Question

The supply voltage to a room is 120 V. The resistance of the lead wires is 6 $\Omega $. A 60 W, 120 V bulb is already switched on. What is the decrease of voltage (in volts) across the bulb, when a 240 W, 120 V heater is switched on in parallel to the bulb?
A. 2.9
B. 13.3
C. 10.4
D. 0

Answer 1

Hint: First, we need to calculate the resistances of the bulb and the heater, and also find their equivalent resistance in parallel combination.

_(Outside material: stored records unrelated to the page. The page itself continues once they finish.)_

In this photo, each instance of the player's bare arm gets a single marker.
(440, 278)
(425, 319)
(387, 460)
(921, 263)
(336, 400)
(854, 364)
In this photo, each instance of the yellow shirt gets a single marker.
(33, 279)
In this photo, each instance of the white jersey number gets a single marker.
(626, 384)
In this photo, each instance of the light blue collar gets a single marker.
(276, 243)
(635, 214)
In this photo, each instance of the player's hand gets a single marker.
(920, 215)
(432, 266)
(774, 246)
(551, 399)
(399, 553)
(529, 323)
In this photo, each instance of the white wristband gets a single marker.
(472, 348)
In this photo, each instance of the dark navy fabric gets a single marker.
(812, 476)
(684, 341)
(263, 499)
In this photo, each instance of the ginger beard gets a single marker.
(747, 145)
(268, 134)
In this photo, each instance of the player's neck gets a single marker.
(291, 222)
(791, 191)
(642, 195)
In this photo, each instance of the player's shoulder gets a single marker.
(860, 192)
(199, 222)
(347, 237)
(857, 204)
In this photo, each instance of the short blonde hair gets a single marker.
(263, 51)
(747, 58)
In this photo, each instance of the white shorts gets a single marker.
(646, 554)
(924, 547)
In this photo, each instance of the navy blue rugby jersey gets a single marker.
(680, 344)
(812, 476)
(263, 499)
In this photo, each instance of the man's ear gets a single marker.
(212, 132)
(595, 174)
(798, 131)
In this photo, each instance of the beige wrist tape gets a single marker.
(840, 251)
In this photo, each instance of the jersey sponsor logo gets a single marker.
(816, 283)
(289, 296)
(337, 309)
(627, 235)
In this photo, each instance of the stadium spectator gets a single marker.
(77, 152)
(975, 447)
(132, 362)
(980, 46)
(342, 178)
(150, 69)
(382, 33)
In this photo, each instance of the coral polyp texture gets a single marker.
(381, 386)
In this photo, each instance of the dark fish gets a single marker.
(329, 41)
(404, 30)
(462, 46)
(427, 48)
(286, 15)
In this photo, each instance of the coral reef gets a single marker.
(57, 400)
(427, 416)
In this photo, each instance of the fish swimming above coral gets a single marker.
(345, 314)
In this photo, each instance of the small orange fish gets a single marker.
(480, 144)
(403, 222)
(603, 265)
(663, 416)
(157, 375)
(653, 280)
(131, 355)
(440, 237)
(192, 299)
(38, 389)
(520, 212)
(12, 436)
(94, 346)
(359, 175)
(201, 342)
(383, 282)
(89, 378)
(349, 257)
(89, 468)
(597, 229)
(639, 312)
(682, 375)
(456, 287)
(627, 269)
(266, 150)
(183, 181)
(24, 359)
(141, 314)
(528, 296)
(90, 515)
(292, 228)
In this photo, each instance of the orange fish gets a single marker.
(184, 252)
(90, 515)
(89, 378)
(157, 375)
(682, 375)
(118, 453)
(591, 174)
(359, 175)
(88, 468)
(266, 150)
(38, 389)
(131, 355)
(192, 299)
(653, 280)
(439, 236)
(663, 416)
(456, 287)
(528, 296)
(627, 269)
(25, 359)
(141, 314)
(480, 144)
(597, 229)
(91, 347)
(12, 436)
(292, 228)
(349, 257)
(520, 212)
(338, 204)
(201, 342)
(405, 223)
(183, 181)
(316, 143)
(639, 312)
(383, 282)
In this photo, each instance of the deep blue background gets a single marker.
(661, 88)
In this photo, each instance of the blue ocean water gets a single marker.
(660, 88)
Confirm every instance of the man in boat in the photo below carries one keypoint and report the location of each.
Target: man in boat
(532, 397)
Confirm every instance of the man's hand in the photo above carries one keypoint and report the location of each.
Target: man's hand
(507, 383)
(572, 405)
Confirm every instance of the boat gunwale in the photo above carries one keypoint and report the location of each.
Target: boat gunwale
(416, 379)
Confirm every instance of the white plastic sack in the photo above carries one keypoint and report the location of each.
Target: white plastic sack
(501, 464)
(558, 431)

Then by comparing the initial voltage drop for bulb and subtracting the voltage drop after connecting the heater, we can get the required answer.
Formula used:
The power consumed by a circuit is given in the terms of the voltage, the resistance and the current by the following expression.
$P = VI = \dfrac{{{V^2}}}{R}$

Complete answer:
Let us first consider the case of the bulb which is switched on in the room. Its rating is 60W, 120V. Therefore, for the bulb we have
$
  V = 120V \\
  P = 60W \\
 $
From this information we can find out the resistance of the bulb which is given as ${R_b} = \dfrac{{{V^2}}}{P} = \dfrac{{{{\left( {120} \right)}^2}}}{{60}} = 240\Omega $
Doing the same thing in the case of heater, we have the rating as 240 W, 120 V. Therefore, the resistance of the heater is
${R_h} = \dfrac{{{{\left( {120} \right)}^2}}}{{240}} = 60\Omega $
The bulb and the heater are connected in parallel so their resultant resistance is given as
$R = \dfrac{{{R_b}{R_h}}}{{{R_b} + {R_h}}} = \dfrac{{240 \times 60}}{{240 + 60}} = 48\Omega $

Before connecting the heater to the circuit, the potential drop across the bulb is given as
${V_1} = \dfrac{{{R_b}}}{{{R_b} + 6}} \times V = \dfrac{{240}}{{240 + 6}} \times 120 = 117.07V$
The resistance of the lead wires is 6 $\Omega $.
After we connect the heater to the circuit, the potential drop across the parallel combination of bulb and the heater is given as
${V_2} = \dfrac{R}{{R + 6}} \times V = \dfrac{{48}}{{48 + 6}} \times 120 = 106.67V$
Therefore, change in voltage is given as
${V_1} - {V_2} = 117.07 - 106.67 = 10.4V$

Hence, the correct answer is option C.

Note:
It should be noted that when only the bulb is connected to the circuit then it is in series with the resistance of the wires. When the heater is attached to the circuit, the parallel combination ensures that the voltage remains the same for bulb and heater.